Purpose of review: The purpose of this review is to describe current concepts on inflammation, immunity and insulin resistance. Metabolic and immune systems are closely involved in inflammation and significantly contribute to the pathology seen in the pediatric intensive care unit. The ability of insulin to decrease hepatic glucose production, suppress adipose tissue lipolytic rate, stimulate skeletal muscle glucose uptake, suppress protein breakdown and increase protein synthesis is critical to maintain metabolic function. Hence, a better understanding of these regulatory mechanisms and the alterations leading to dysfunction will set the basis for a better metabolic and immune support of critically ill patients.
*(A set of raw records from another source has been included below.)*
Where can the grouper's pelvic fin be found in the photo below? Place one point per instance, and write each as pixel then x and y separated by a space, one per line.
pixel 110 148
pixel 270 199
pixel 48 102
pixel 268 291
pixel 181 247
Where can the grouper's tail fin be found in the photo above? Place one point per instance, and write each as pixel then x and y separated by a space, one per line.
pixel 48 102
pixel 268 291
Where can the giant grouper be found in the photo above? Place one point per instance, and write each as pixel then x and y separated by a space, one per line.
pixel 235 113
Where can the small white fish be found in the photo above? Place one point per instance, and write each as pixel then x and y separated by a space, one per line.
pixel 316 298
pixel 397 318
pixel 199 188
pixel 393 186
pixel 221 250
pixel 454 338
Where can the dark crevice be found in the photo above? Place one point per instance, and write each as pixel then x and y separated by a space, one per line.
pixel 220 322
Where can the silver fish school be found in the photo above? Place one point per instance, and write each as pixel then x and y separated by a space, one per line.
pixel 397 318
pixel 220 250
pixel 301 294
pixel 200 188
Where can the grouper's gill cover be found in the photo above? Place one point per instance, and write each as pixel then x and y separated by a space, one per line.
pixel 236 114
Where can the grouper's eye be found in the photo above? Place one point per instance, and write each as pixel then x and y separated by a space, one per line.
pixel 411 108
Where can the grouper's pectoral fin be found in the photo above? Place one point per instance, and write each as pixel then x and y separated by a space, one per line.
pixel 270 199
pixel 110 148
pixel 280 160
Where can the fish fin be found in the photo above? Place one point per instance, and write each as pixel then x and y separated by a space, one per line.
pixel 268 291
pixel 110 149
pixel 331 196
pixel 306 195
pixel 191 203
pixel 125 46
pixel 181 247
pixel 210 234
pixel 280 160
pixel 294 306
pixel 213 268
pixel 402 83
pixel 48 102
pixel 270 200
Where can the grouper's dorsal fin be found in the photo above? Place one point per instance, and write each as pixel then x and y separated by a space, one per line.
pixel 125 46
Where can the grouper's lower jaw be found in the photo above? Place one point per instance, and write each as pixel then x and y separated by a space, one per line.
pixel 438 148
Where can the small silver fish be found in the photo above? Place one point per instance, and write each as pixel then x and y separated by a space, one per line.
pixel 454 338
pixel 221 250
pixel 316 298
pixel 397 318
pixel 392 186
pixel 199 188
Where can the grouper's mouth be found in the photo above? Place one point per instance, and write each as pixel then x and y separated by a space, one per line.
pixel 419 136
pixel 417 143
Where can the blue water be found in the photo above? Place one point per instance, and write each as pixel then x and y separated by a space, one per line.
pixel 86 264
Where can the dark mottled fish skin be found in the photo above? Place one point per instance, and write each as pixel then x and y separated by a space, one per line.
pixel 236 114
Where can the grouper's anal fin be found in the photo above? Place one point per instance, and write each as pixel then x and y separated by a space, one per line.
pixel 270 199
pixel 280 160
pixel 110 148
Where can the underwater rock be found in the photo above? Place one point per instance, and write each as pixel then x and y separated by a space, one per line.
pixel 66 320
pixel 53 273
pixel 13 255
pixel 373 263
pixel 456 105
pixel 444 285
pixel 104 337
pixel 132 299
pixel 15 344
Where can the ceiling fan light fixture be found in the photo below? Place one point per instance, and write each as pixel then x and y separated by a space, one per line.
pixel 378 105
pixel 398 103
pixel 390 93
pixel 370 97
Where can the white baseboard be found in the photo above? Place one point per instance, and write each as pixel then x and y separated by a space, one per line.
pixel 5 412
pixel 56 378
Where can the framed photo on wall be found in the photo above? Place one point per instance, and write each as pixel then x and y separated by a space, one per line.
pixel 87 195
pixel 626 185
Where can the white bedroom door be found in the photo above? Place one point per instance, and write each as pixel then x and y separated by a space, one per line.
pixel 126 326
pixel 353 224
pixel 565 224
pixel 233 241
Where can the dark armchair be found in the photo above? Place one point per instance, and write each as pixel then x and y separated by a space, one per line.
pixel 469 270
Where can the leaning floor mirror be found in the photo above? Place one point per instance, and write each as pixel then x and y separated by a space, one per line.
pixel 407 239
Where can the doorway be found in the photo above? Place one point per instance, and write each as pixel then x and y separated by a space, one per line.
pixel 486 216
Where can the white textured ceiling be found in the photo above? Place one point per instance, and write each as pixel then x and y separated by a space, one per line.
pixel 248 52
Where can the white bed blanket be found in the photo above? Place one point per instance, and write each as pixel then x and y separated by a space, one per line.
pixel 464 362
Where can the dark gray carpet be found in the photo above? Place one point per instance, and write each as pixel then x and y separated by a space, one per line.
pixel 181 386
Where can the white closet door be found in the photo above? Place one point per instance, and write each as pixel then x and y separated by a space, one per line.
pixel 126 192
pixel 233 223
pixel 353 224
Recent findings: Inflammation can be elicited by infection (sepsis) through pathogen associated molecular patterns (PAMPs) or through danger associated molecular patterns (DAMPs) as a response to an insult (systemic inflammatory response syndrome; SIRS) in the absence of infection. Mitochondrial DAMPs and PAMPs share the same pattern recognition receptors. These receptors act also as nutrient sensors, and in the presence of fatty acids will induce an inflammatory cascade that affects insulin signaling with development of insulin resistance. Lipotoxicity is emerging as a significant contributor to the development of insulin resistance. Summary: Insulin resistance is an adaptive mechanism that prioritizes utilization of energy for immune response in the presence of infection or injury. A better understanding of the complex interactions between metabolism, inflammation and immunity in critically ill children will lead to appropriate metabolic and immune support of these patients.